VinAIResearch / LFM

Official PyTorch implementation of the paper: Flow Matching in Latent Space
GNU Affero General Public License v3.0
175 stars 6 forks source link

Does training is stable? #3

Open kleinzcy opened 9 months ago

kleinzcy commented 9 months ago

Hi, authors:

Thanks for your work and code. I have tried to run your code on 2 A100. But the result is ~7, which seems hard to achieve 5.26 on Celeba 256x256. Therefore, I am curious about the stability of training.
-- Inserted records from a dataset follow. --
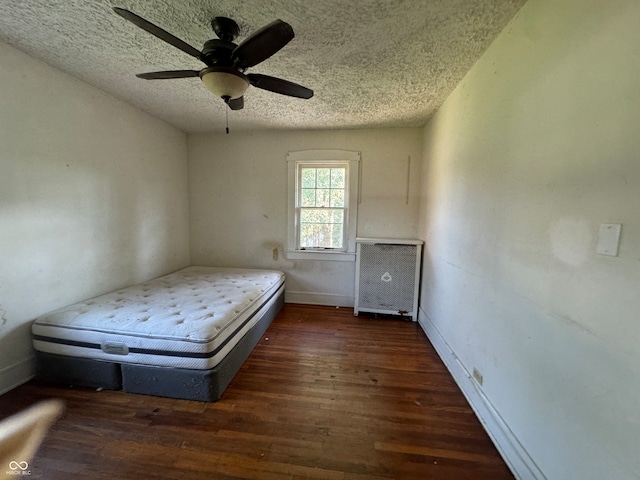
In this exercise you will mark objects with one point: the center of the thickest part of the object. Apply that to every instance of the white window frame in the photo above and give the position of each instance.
(316, 159)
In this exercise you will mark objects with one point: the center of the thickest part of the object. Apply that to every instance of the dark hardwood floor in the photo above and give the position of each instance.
(325, 395)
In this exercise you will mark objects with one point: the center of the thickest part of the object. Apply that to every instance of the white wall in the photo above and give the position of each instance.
(536, 148)
(93, 196)
(238, 201)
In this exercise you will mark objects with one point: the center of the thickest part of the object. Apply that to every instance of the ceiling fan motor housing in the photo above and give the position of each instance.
(218, 53)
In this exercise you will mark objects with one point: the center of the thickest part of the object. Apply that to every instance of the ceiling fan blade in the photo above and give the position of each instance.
(158, 32)
(262, 44)
(168, 74)
(277, 85)
(236, 103)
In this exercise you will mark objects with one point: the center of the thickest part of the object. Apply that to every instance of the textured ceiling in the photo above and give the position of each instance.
(371, 63)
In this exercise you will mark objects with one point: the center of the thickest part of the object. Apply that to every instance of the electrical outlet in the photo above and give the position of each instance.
(477, 375)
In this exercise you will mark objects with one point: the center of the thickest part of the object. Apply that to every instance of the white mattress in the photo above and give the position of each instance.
(188, 319)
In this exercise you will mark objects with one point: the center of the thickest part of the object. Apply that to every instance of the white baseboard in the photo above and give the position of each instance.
(512, 451)
(15, 375)
(317, 298)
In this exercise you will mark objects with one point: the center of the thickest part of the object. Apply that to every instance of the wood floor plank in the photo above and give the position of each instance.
(324, 395)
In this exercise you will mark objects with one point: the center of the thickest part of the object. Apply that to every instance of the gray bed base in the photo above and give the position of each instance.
(188, 384)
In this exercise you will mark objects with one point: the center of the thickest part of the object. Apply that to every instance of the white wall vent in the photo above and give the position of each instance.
(388, 276)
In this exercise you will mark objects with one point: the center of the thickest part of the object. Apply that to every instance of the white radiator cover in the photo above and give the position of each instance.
(387, 276)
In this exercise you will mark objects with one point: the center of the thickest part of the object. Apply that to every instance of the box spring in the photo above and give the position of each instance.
(196, 363)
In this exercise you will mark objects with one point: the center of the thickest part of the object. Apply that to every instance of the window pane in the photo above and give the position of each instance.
(323, 196)
(337, 198)
(308, 177)
(308, 197)
(321, 228)
(336, 236)
(323, 178)
(337, 177)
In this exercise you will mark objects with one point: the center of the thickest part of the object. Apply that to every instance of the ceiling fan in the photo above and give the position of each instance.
(226, 62)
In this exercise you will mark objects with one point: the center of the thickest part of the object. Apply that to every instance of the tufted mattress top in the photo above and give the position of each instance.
(188, 319)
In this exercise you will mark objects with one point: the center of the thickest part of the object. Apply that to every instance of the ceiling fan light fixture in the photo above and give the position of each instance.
(224, 82)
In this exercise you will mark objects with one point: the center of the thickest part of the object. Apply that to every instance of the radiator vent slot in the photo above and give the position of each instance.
(387, 276)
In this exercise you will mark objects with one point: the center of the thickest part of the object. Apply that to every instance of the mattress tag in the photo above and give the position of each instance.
(114, 348)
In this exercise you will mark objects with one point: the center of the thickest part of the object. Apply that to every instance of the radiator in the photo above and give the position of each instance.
(388, 276)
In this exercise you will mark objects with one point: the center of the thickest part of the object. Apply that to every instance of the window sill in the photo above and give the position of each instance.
(321, 255)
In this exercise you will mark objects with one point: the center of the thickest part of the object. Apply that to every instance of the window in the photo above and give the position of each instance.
(323, 194)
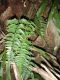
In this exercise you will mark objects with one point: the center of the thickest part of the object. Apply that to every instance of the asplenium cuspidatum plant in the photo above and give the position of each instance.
(17, 47)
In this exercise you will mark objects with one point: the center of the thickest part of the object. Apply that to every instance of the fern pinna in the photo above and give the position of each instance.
(17, 46)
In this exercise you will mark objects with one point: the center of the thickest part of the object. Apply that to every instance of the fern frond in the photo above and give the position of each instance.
(17, 46)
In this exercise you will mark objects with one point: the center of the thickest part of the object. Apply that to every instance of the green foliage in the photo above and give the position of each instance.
(17, 46)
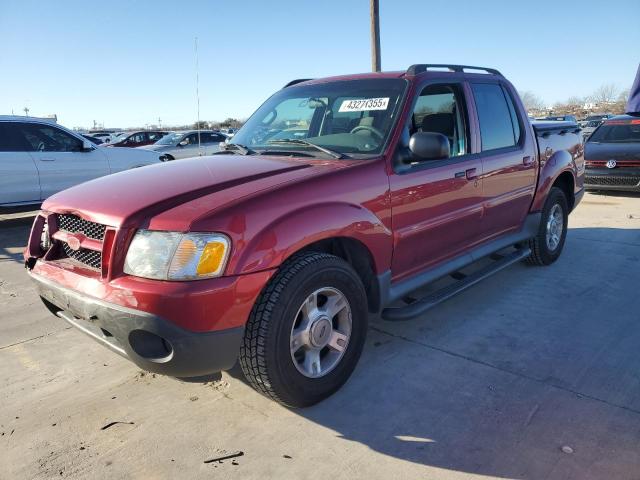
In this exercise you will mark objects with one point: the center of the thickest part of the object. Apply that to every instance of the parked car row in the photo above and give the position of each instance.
(612, 155)
(39, 158)
(190, 143)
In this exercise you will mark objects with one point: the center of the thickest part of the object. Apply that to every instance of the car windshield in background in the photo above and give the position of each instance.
(617, 133)
(170, 139)
(351, 117)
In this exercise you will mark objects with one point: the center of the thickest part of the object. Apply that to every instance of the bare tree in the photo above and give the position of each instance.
(606, 93)
(624, 95)
(531, 101)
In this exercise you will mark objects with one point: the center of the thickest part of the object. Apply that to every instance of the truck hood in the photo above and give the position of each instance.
(612, 151)
(132, 197)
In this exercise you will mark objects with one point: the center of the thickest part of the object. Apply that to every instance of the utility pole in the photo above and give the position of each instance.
(375, 36)
(198, 95)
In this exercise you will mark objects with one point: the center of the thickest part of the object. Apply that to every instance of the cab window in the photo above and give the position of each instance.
(440, 109)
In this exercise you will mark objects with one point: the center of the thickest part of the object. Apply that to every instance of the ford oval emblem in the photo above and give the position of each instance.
(73, 242)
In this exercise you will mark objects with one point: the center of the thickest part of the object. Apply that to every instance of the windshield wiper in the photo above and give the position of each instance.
(297, 141)
(241, 149)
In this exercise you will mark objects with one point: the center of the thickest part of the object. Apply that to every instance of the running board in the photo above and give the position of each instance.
(419, 306)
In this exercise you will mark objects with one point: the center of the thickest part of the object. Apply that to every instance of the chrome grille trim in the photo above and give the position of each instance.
(74, 224)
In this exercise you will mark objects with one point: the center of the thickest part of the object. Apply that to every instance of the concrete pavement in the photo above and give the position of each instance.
(532, 374)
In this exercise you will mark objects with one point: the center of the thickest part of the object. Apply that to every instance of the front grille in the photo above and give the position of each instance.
(90, 258)
(96, 231)
(75, 224)
(611, 181)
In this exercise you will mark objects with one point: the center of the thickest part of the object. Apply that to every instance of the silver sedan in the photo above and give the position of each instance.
(187, 144)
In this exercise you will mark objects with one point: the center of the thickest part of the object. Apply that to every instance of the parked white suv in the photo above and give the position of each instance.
(39, 158)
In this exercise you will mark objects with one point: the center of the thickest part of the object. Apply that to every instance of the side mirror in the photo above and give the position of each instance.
(429, 146)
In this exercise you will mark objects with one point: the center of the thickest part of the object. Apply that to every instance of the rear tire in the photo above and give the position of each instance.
(548, 243)
(297, 351)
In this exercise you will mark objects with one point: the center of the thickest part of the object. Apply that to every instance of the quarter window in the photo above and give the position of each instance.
(496, 116)
(439, 109)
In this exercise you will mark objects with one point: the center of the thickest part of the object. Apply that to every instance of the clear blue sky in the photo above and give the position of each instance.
(126, 63)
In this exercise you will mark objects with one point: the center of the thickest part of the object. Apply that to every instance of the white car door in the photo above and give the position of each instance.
(60, 157)
(19, 181)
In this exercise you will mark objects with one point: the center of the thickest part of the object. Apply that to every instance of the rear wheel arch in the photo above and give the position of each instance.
(566, 183)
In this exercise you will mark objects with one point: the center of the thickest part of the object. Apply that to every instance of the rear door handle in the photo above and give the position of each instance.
(471, 174)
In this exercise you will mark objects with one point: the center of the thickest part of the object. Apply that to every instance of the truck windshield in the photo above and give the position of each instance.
(617, 133)
(353, 117)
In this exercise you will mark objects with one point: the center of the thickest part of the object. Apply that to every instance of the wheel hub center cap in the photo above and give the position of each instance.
(320, 332)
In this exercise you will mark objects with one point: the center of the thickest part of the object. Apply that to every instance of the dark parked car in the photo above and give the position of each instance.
(137, 139)
(94, 140)
(276, 250)
(612, 155)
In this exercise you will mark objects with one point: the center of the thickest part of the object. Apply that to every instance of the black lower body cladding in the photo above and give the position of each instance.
(620, 179)
(151, 342)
Do the results vary a lot for several runs?

hao-pt commented 8 months ago

The training is relatively stable and consistent for each single experiment. It is not as varied as your provided results. May you provide us your training hyper-params and the detail of model checkpoint you used for evaluation like checkpoint at which epoch? One practice is to enable --use_ema args when training to mitigate the large oscillation of model performance.
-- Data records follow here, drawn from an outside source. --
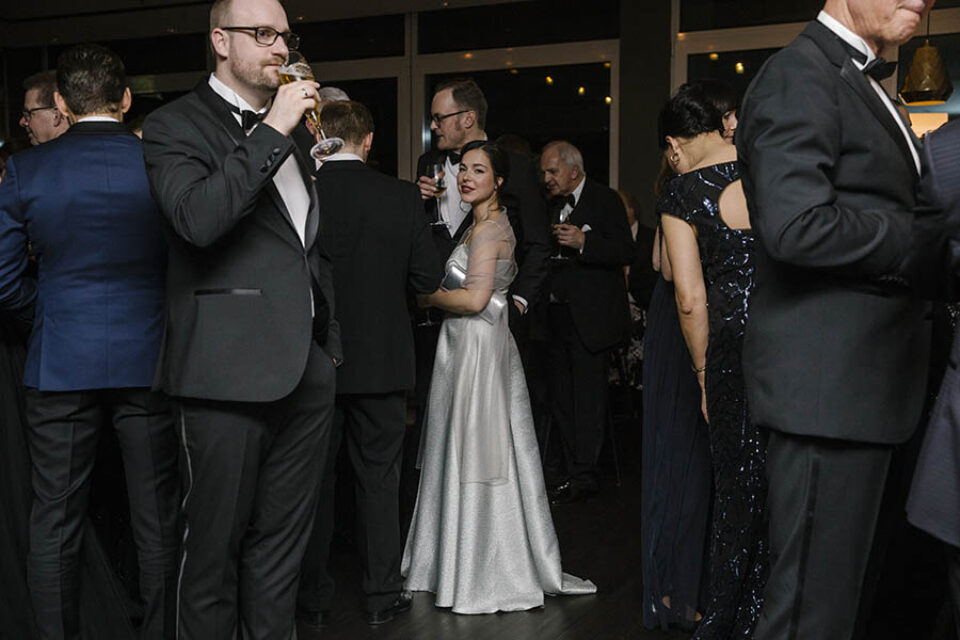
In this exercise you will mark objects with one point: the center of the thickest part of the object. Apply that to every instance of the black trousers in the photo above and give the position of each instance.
(251, 477)
(63, 428)
(580, 397)
(374, 428)
(823, 502)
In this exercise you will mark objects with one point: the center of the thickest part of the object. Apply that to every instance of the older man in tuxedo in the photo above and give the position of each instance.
(588, 313)
(251, 340)
(835, 353)
(40, 118)
(83, 202)
(380, 245)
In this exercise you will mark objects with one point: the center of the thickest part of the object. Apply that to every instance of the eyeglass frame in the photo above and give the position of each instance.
(286, 35)
(27, 114)
(438, 118)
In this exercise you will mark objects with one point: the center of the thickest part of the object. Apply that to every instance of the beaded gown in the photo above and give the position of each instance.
(482, 537)
(739, 547)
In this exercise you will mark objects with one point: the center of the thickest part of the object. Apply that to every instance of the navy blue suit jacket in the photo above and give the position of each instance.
(84, 204)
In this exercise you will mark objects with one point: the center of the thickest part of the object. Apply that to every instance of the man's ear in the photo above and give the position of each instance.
(220, 42)
(62, 107)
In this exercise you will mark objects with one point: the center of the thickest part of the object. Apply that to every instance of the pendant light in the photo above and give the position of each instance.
(927, 81)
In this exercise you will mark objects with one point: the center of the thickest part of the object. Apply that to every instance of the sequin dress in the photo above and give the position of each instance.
(738, 548)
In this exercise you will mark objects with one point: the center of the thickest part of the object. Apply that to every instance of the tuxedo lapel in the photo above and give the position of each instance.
(836, 51)
(861, 85)
(235, 133)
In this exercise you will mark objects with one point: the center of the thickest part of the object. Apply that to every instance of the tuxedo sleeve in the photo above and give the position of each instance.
(789, 141)
(204, 198)
(609, 242)
(18, 293)
(424, 270)
(535, 243)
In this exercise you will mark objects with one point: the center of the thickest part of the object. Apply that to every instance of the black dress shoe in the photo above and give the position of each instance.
(313, 619)
(570, 493)
(401, 604)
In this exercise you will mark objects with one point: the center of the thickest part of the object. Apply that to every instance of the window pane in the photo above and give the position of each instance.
(376, 37)
(166, 54)
(518, 24)
(736, 68)
(698, 15)
(380, 96)
(524, 103)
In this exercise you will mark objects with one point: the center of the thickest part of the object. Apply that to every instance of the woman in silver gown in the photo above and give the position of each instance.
(482, 537)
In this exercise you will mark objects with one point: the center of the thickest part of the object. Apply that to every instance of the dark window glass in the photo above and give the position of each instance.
(949, 47)
(376, 37)
(380, 96)
(698, 15)
(524, 103)
(736, 68)
(144, 56)
(518, 24)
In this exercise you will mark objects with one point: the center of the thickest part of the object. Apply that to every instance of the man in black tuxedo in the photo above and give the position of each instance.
(379, 244)
(588, 314)
(458, 116)
(835, 353)
(251, 340)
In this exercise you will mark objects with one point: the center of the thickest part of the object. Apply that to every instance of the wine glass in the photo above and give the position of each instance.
(435, 171)
(295, 69)
(563, 218)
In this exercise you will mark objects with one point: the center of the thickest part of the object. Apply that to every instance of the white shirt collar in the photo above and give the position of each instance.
(232, 96)
(342, 156)
(98, 119)
(847, 36)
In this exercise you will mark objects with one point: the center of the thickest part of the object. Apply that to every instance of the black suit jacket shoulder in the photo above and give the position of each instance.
(831, 188)
(380, 245)
(244, 295)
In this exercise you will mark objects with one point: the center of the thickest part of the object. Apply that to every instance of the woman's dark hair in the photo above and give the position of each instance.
(720, 94)
(499, 160)
(687, 114)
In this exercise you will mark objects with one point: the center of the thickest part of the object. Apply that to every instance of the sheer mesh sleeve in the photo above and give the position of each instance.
(489, 241)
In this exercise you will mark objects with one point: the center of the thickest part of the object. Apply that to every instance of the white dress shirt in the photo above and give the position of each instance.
(861, 45)
(287, 179)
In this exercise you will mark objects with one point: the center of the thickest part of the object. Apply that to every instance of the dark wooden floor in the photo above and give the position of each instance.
(599, 540)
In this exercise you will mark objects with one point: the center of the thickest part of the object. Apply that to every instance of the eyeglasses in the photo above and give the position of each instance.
(27, 114)
(438, 117)
(266, 36)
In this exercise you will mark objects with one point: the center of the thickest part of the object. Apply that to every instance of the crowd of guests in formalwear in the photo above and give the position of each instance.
(238, 310)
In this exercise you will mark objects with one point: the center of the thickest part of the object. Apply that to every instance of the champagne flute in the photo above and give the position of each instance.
(435, 171)
(295, 69)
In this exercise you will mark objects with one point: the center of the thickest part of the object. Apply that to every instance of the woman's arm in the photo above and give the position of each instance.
(691, 292)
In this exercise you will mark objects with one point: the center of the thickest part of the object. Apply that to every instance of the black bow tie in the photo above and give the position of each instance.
(879, 69)
(247, 118)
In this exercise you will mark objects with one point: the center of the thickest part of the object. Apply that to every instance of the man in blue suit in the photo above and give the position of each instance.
(84, 204)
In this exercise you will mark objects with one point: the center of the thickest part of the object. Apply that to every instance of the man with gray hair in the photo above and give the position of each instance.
(588, 313)
(40, 117)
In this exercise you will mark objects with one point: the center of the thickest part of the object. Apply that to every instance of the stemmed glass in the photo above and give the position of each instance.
(295, 69)
(435, 171)
(560, 256)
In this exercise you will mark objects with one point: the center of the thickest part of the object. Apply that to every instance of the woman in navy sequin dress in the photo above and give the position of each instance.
(710, 246)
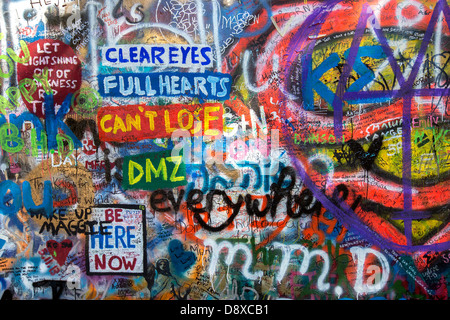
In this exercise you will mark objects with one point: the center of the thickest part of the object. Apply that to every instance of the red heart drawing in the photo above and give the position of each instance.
(59, 250)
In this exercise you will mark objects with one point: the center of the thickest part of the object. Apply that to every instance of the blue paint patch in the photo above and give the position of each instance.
(207, 85)
(182, 260)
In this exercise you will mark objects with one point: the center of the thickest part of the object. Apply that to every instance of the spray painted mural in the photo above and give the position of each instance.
(224, 149)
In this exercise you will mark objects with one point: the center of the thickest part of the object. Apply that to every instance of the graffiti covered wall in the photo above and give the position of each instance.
(224, 149)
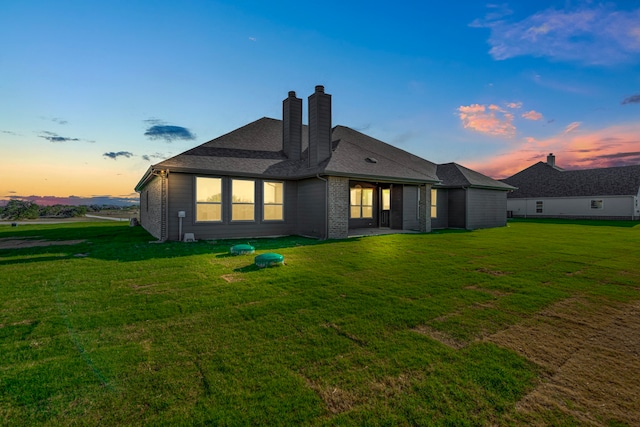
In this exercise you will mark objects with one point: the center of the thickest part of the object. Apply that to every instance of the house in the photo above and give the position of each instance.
(546, 191)
(467, 199)
(280, 177)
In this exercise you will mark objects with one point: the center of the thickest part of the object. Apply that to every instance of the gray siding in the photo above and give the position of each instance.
(396, 218)
(410, 208)
(151, 207)
(182, 198)
(442, 205)
(457, 210)
(365, 222)
(486, 208)
(311, 208)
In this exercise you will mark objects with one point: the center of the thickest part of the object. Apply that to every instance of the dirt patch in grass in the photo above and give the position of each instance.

kleinzcy commented 8 months ago

Thanks for your reply. The script I use is as follows:

accelerate launch --main_process_port 33996 --num_processes 2 --exp celeb_f8_dit_g2 \
    --dataset celeba_256 --datadir celeba_hq/celeba-lmdb \
    --batch_size 32 --num_epoch 500 \
    --image_size 256 --f 8 --num_in_channels 4 --num_out_channels 4 \
    --nf 256 --ch_mult 1 2 3 4 --attn_resolution 16 8 4 --num_res_blocks 2 \
    --lr 2e-4 --scale_factor 0.18215 --no_lr_decay \
    --model_type DiT-L/2 --num_classes 1 --label_dropout 0. \
    --save_content --save_content_every 10 

And I use the checkpoint of 474 and 500 epochs for evaluation. I will try to use --use_ema.